= Igor Raykhelson =

American jazz musician

Igor Raykhelson (Игорь Райхельсон; born 24 April 1961 in Leningrad) is a Russian born American classical and jazz pianist and composer. He studied classical and jazz piano as a teenager at Leningrad Conservatory from 1976 then in 1979 his family moved to New York City where Igor continued his education at New York University under Alexander Edelman. His Jazz Suite and works for viola performed by Yuri Bashmet were well received by Gramophone Magazine in 2007.

His chamber works have been performed at the Verbier Festival, including his first Piano Quartet in 2025 and his second Piano Quintet in 2026. In September 2025, Raykhelson was awarded the Villa Bertelli Prize, which was won by Andrea Bocelli the prior year.

On the 25th anniversary of the 9/11 terror attacks in 2026, Raykhelson staged a free concert, titled Armonie di Pace (“Harmonies of Peace”), in the historic Piazza del Duomo in Tuscany. Raykhelson was living in New York during 9/11, and he wrote “Adagio”, which premiered in Carnegie Hall in 2023, as a tribute.

==Works, editions and recordings==
- Igor Raykhelson: Jazz Suite and other works. Little Symphony for Strings in G minor. Reflections for Violin, Viola and Strings. Adagio for Viola and Strings. Jazz Suite for Viola, Saxophone and Orchestra. Elena Revich, violin, Igor Butman, saxophone. Igor Raykhelson, piano. Yuri Golubev, double-bass. Eduard Zizak, drums. Moscow-Soloists, ensemble. Yuri Bashmet, viola, conductor.
- Igor Raykhelson: Violin Concerto in C minor. Viola Concerto in A minor. Yuri Bashmet, viola, Nikolay Sachenko, violin. Novaya Rossiya Orchestra, orchestra Claudio Vandelli, conductor Alexander Sladkovsky, conductor

== Legal issues ==
Raykhelson is the founder of the Switzerland-based titanium company Interlink Metals and Chemicals, which has been involved in a commercial dispute with the Russian titanium producer PJSC VSMPO-AVISMA.

In March 2026, media reported that Russian authorities had accused Raykhelson of involvement in an alleged fraud scheme connected to the supply of titanium to VSMPO-AVISMA, claiming he had colluded to overcharge the company by millions of dollars.
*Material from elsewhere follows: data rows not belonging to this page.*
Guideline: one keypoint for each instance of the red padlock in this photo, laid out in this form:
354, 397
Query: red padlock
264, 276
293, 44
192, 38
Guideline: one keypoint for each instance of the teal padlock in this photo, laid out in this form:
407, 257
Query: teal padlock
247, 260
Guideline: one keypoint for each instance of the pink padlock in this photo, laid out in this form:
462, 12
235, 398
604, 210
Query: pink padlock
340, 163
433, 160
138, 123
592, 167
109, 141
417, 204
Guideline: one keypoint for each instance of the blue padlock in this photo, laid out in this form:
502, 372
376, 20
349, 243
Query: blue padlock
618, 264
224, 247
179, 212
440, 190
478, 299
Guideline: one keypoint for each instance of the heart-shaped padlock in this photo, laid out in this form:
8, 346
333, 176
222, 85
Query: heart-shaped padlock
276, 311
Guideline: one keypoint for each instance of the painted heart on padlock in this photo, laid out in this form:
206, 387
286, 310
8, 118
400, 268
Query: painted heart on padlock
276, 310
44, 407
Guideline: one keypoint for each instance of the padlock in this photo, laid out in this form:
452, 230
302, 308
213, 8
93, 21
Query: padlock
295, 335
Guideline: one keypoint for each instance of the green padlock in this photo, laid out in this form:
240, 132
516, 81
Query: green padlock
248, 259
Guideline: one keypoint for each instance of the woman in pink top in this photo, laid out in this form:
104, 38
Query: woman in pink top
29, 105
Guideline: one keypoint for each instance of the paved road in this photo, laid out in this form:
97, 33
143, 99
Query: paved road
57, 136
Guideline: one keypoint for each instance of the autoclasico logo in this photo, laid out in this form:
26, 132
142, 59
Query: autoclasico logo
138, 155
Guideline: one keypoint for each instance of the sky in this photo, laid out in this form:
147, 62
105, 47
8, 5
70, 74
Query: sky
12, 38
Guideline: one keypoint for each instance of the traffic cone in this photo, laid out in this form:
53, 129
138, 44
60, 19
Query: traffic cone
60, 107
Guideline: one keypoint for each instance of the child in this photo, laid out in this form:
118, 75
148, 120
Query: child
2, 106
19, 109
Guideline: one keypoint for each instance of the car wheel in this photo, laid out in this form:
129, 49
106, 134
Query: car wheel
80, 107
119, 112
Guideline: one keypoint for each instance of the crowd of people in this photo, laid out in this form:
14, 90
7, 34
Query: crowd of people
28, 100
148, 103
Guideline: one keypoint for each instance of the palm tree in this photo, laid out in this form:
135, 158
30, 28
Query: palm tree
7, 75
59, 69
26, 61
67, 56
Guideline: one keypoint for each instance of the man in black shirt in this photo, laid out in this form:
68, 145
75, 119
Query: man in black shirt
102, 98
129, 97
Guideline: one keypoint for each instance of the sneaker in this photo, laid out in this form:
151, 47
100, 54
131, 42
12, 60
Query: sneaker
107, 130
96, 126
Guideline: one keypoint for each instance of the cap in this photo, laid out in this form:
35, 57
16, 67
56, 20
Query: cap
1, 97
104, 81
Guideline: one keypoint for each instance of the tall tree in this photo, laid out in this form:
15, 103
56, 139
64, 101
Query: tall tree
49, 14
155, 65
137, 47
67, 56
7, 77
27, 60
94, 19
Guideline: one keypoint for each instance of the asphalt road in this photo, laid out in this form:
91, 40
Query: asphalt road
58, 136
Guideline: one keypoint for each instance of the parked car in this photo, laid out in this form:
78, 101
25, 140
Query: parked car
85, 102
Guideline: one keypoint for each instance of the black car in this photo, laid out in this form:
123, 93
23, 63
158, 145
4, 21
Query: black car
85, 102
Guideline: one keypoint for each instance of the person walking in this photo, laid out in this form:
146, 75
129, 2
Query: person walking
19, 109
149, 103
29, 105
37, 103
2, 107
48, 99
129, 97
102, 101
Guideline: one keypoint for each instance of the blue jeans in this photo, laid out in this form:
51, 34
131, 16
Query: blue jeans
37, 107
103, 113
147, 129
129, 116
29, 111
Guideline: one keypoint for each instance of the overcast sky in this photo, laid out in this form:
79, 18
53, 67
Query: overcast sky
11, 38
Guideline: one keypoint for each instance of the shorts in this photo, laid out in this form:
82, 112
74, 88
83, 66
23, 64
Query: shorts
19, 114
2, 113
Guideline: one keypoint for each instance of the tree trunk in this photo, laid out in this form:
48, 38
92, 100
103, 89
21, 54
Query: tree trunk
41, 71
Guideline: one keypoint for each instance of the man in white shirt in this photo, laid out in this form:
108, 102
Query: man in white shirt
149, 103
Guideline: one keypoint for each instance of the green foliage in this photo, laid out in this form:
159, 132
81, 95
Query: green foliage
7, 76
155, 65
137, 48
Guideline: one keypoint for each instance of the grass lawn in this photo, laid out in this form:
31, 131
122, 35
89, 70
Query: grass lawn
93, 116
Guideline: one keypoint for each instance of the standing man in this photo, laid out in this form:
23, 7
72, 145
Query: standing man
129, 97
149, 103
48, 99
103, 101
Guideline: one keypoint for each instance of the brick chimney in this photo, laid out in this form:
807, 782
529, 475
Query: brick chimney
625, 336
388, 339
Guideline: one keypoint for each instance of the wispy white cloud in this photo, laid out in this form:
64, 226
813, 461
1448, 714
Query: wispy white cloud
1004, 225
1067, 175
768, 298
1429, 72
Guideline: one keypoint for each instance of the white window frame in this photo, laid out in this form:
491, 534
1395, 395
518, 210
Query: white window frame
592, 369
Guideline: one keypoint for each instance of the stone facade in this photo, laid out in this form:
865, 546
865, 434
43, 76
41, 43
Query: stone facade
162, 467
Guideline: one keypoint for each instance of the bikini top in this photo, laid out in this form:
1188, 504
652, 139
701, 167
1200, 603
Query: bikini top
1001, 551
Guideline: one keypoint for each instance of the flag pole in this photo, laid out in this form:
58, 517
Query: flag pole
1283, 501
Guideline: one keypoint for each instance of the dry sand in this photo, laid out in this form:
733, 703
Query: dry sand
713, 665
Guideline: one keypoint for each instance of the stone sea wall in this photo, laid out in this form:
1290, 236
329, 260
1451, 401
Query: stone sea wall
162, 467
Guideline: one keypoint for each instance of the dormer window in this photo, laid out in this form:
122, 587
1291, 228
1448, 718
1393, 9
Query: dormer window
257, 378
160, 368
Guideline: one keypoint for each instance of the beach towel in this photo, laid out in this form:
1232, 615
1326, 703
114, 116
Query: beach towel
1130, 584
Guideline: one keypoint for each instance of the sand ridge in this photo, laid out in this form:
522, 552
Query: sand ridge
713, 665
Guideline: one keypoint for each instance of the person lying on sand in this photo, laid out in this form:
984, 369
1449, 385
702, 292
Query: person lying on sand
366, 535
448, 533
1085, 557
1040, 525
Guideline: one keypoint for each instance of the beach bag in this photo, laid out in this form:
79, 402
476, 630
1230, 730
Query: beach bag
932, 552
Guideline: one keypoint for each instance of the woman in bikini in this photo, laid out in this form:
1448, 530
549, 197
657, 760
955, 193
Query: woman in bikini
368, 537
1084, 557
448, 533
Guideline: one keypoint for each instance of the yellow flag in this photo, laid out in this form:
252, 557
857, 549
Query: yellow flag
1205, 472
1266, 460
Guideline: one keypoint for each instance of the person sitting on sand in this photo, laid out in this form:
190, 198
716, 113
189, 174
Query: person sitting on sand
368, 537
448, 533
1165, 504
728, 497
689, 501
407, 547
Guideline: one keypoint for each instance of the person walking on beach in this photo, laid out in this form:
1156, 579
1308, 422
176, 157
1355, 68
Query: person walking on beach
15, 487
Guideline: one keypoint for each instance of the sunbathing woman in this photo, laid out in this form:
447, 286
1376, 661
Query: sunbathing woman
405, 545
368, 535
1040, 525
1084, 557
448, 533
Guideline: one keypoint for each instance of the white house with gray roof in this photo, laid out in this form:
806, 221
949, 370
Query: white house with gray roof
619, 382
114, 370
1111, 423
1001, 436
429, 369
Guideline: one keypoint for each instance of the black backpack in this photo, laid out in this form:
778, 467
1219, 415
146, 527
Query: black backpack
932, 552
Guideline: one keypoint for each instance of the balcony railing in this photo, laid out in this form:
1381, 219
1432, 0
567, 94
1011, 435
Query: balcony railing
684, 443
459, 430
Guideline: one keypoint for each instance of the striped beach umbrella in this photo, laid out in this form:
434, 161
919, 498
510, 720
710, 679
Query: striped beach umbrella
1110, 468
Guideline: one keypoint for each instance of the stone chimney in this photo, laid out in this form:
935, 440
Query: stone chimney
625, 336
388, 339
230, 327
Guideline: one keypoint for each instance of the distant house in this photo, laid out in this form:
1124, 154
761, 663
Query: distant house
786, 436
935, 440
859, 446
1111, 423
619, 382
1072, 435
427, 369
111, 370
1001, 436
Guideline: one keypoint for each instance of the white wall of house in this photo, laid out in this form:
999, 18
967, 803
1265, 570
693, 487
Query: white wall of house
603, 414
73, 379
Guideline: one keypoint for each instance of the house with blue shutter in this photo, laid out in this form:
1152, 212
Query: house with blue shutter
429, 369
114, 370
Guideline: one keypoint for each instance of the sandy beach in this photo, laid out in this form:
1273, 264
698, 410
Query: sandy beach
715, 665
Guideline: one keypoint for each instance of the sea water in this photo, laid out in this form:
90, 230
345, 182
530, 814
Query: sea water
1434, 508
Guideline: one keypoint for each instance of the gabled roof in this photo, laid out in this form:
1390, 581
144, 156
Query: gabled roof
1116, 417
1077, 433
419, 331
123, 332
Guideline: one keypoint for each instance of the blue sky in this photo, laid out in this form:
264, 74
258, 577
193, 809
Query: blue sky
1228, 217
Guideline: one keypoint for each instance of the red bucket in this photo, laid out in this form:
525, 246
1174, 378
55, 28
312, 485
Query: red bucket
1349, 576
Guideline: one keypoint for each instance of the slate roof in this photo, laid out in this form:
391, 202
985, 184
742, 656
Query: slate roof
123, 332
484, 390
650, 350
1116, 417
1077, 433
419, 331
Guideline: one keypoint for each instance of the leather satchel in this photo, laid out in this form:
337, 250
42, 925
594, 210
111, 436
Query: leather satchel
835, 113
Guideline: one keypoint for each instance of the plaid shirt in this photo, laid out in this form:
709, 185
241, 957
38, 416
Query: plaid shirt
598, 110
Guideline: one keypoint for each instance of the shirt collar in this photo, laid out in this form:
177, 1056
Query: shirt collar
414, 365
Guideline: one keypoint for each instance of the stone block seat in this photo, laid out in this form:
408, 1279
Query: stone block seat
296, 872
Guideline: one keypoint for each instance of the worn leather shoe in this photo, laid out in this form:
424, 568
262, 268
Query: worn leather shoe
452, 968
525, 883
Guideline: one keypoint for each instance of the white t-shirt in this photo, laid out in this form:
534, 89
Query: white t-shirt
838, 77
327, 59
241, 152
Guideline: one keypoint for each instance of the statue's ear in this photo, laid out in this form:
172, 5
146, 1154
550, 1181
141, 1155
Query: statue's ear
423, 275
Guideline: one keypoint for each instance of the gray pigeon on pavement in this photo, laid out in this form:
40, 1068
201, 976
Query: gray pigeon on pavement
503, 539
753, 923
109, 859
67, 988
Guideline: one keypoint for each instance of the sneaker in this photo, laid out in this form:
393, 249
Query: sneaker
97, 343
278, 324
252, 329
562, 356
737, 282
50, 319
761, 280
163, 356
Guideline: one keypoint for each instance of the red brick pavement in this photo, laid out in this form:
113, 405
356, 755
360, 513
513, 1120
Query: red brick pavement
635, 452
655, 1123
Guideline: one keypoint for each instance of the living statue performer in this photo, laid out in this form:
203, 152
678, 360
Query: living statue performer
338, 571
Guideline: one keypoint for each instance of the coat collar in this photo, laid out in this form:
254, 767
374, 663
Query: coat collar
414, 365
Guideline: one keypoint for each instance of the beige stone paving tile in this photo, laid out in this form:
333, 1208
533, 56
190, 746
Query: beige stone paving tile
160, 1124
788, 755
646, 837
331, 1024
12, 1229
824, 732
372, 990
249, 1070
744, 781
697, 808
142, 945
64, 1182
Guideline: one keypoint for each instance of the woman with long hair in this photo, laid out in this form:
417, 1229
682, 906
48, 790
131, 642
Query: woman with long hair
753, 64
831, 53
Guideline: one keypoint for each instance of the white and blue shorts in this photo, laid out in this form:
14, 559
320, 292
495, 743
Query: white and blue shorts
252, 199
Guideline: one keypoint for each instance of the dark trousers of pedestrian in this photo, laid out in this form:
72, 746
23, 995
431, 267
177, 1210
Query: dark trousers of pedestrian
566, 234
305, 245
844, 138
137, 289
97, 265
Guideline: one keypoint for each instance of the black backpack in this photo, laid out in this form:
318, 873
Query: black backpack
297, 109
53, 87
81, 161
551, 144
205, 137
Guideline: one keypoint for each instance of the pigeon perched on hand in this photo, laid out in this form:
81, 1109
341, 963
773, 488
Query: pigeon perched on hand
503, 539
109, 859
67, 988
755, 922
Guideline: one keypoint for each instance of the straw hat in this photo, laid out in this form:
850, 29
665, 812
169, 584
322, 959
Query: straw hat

Raykhelson has denied the allegations, describing the case as a politically motivated "shakedown" tied to the commercial dispute and saying the titanium he supplied was western-grade scrap intended for Western products rather than the Russian military.

Raykhelson and VSMPO-AVISMA had previously agreed a settlement, but following Interlink being unable to make payments to the Russian company due to sanctions imposed following Russia's invasion of Ukraine, VSMPO violated their agreement and revived their case against him in Russia in 2023.

In early 2026, the Cantonal Court of Vaud in Switzerland dismissed an appeal by Interlink and upheld the cancellation of an asset freeze it had sought against VSMPO-AVISMA, ordering Interlink to pay costs. Raykhelson also filed an application in a New York court seeking evidence from financial institutions to defend himself against the Russian charges.